5. On the Parameters tab, map Salesforce user attributes to OneLogin attributes.

   You can use these parameters to create provisioning rules (in the next step) that map OneLogin user attributes to Salesforce user attributes. You may already have completed this step, or parts of it, when you configured SSO for Salesforce.

   

   Click the parameter row to open an editor that lets you select alternate values. Note that -No value- means that OneLogin does not pass a value to the app in the SAML assertion or through the API: the user attribute is supplied by the app.

   You can import your Salesforce values for the following parameters and create rules for how they should be provisioned by OneLogin:

   • Locale
   • Permission Sets
   • Profile
   • Role
   • Time Zone

   For more information about provisioning these attributes, see Provisioning Entitlements.

6. On the Rules tab, configure your provisioning rules.

   1. Click New Rule to launch the New Mapping dialog.

      

      In this example, Conditions = DistinguishedName > contains > Josh Ames and Actions = Set Role > Director, Channel Sales means "If provisioning encounters a User named Josh Ames, assign him the Salesforce role of Director, Channel Sales." 

   2. Click Show Affected Users to make sure that the mapping applies to the correct users.
   3. Click Save.

   4. Go to the More Actions menu and click Reapply Provisioning Mappings to apply the new rule.

      Important! You must reapply mappings any time you create or update rules!

Provisioning Entitlements

OneLogin lets you provision the following Salesforce attributes:

• Locale
• Permission Sets
• Profile
• Role
• Time Zone

If the attribute is not listed above, OneLogin does not provision it.

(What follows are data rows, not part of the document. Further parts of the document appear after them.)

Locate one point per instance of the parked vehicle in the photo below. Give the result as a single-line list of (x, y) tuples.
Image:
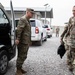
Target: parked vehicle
[(49, 30), (7, 47), (38, 33)]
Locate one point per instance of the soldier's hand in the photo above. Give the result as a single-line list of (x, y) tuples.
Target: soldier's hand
[(16, 42)]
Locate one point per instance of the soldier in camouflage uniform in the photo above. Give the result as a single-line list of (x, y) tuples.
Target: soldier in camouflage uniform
[(57, 32), (71, 41), (23, 37)]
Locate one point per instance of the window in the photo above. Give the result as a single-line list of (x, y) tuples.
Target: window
[(3, 18), (32, 23)]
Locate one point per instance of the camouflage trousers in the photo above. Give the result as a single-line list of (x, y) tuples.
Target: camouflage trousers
[(22, 54), (70, 57)]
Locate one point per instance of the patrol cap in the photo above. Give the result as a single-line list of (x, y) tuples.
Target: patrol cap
[(30, 10)]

Note: You can assign licenses by provisioning Profiles to users. Salesforce doesn't allow updating licenses via API and that is why the 'License' attribute is not present in the Parameters tab. The license must be assigned to a Profile in Salesforce and then users must be provisioned with this Profile from OneLogin. The licenses of existing/provisioned users will not be changed since there is no license attribute in the Salesforce app. They will, however, get any license associated with the profile with which they are getting provisioned. For instance, if a user is provisioned with the 'Standard User' profile, they will get a license associated with that profile. You will just have to ensure that the required license is tied to a profile and that users have been assigned the corresponding profile in OneLogin. 

1. Confirm that you are connected to the the Salesforce API, have enabled provisioning, refreshed entitlements, and saved your Salesforce app before you provision these attributes. You must perform these tasks to populate the attribute parameters with the current Salesforce values. See Enabling Provisioning.

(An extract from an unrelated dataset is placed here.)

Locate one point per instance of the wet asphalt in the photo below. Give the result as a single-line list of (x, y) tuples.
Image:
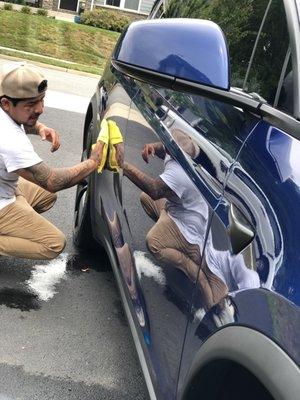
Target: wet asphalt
[(69, 340)]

2. Go to Company Apps > Salesforce (or whatever name you gave your Salesforce app).
   
   
3. Go to the Parameters tab.
   
   
4. Click the Profile field to bring up the field editor.

5. Click Include in User Provisioning.

6. Select the profile that you want to assign by default to any provisioned users who do not fit the conditions of the provisioning rules you will set up in the next step.
   
   
7. Click Save.
   
   
8. Go to the Rules tab.
   
   
9. Click New Rule to bring up the New Mapping editor.

10. Name your mapping and then create a mapping that associates users or a group of users with the desired profiles.

11. Click Show affected users to see which users will be affected by your configuration before you commit to any mappings.
    
    
12. Click Save.

13. Go to the More Actions menu and click Reapply Provisioning Mappings to apply the new rule.

    Important! You must reapply mappings any time you create or update rules!

Testing Provisioning

To confirm that provisioning from OneLogin to Salesforce is working, add a user to OneLogin and go to Users > Provisioning to approve the provisioning event, if necessary. When the user is marked as Provisioned, go to Salesforce and confirm that the new user has been added.